За исключением мамы и брата, как я уже говорил, не помню, чтобы кто-нибудь добровольно брал в руки книгу, ибо в этом не было никакой насущной необходимости. Ребята по соседству интересовались совсем другим, в основном как бы заполучить какую-нибудь девчонку, невинную жертву мужского сластолюбия, — в то время в нашем районе обитала некая Мария Костильяно лет тридцати, с огромной грудью, похоже, немного дурочка. Поговаривали, что, если прийти к ней с коробкой конфет от Уитмена, она на все соглашалась и все разрешала. Так это или нет, но на улице над нею хихикали, и она время от времени останавливалась и начинала кричать на какого-нибудь мальчишку-обидчика. Однажды в подвале я застал ребят из нашей футбольной команды, когда они занимались мастурбацией, но это противоречило идеалам, которые, на мой взгляд, нас объединяли, не говоря о том, что я был слишком застенчив, чтобы присоединиться к ним. Кроме того, я предпочитал мечтать о женщинах наедине.
Мама записала меня в среднюю школу на год раньше окончания начальной, и меня все время преследовала мысль, что я от всех отстаю, по крайней мере на один год. Наверное, для того, чтобы доказать обратное, я умудрился, несмотря на тощее, нескладное телосложение, попасть в старших классах школы имени Авраама Линкольна во второй состав футбольной команды. Я быстро бегал, а длинные руки помогали ловко ловить мяч. Но с весом в сто двадцать фунтов меня легко блокировали на поле ребята фунтов на пятьдесят потяжелее. Во время игры я боялся удара в лицо и специально тренировался, бросаясь на ногу противника, которую, по счастью, обычно не мог ухватить. Однажды во время серьезной потасовки с командой первого состава я, зажмурив глаза, бросился на нашего защитника номер один, невысокого гнусного проходимца, которому прочили большое футбольное будущее. Случайно уцепившись за ногу, я сильным ударом повалил его, что удивило не только всех остальных, но больше всего меня самого. Когда мы поднялись, он съездил мне по шее, но дать сдачи я не успел. Принимая через несколько минут пас, я был атакован, и меня повалили, так что порвалась связка, и колено долгие годы не разгибалось, невозможно было распрямить ногу без сильной, обжигающей боли. Из-за этой травмы меня через восемь лет освободили от службы в армии.

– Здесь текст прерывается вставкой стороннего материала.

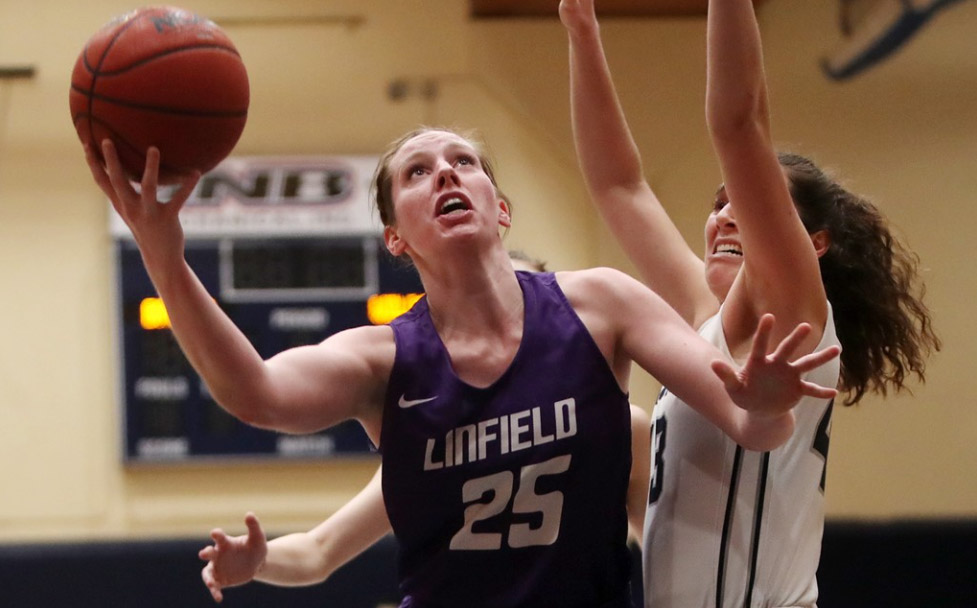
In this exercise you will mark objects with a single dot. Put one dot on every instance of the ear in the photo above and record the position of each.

Я всегда был уверен, что я плотник и механик. В возрасте четырнадцати или пятнадцати лет я накупил на свои с трудом заработанные двенадцать долларов — за доставку хлеба мне платили по четыре доллара в неделю — строительных материалов и решил пристроить заднюю веранду к нашему небольшому дому на 3-й улице. За помощью я обратился к одному из своих дядюшек, которые в начале тридцатых годов осели со своими семьями в Бруклине. В те времена район Мидвуда еще не был застроен, и они могли наблюдать, как их дети вышагивают за двенадцать кварталов по заросшему кустарником пустырю в школу. Мои родственники — Менни Ньюмен и Ли Болсем — были коммивояжеры и в отличие от нашей семьи имели каждый столярные инструменты, которыми орудовали по выходным у себя дома. Одолжить молоток, однако, мог только Ли, поскольку к подобной работе не относился серьезно. Менни придерживался иной точки зрения и вообще никому не одалживал своих инструментов. Эта принципиальность нередко приводила к тому, что он мог на глазах отречься от очевидного, вроде лопаты, висевшей за его спиной на стене гаража, где он любил, сидя в нижнем белье, в теплую погоду резаться с соседями в карты.
Ли Болсем, сама доброта, обладал мягким голосом и слабым сердцем, отчего двигался неспешно и осторожно. Мы засели за чертежи. Веранда получилась не сразу, а по окончании строительства стало ясно, что она не стыкуется с домом. Тем не менее мое сооружение простояло добрых два десятка лет, дюйм за дюймом медленно сползая в сторону от кухни. В те дни я впервые пережил лихорадку созидания: ложась спать, не мог дождаться утра. Это чувство вновь вернулось ко мне холодным апрельским утром 1948 года, когда я занялся постройкой мастерской рядом со своим первым домом в Коннектикуте, собираясь написать пьесу о коммивояжере. Мысль оставить после себя реальный след на земле никогда не теряла для меня своего очарования. Люди среднего достатка, как правило, пренебрежительно относятся к физическому труду, и мне не очень понятно мое собственное пристрастие к нему, так же как симпатия и уважение к его представителям.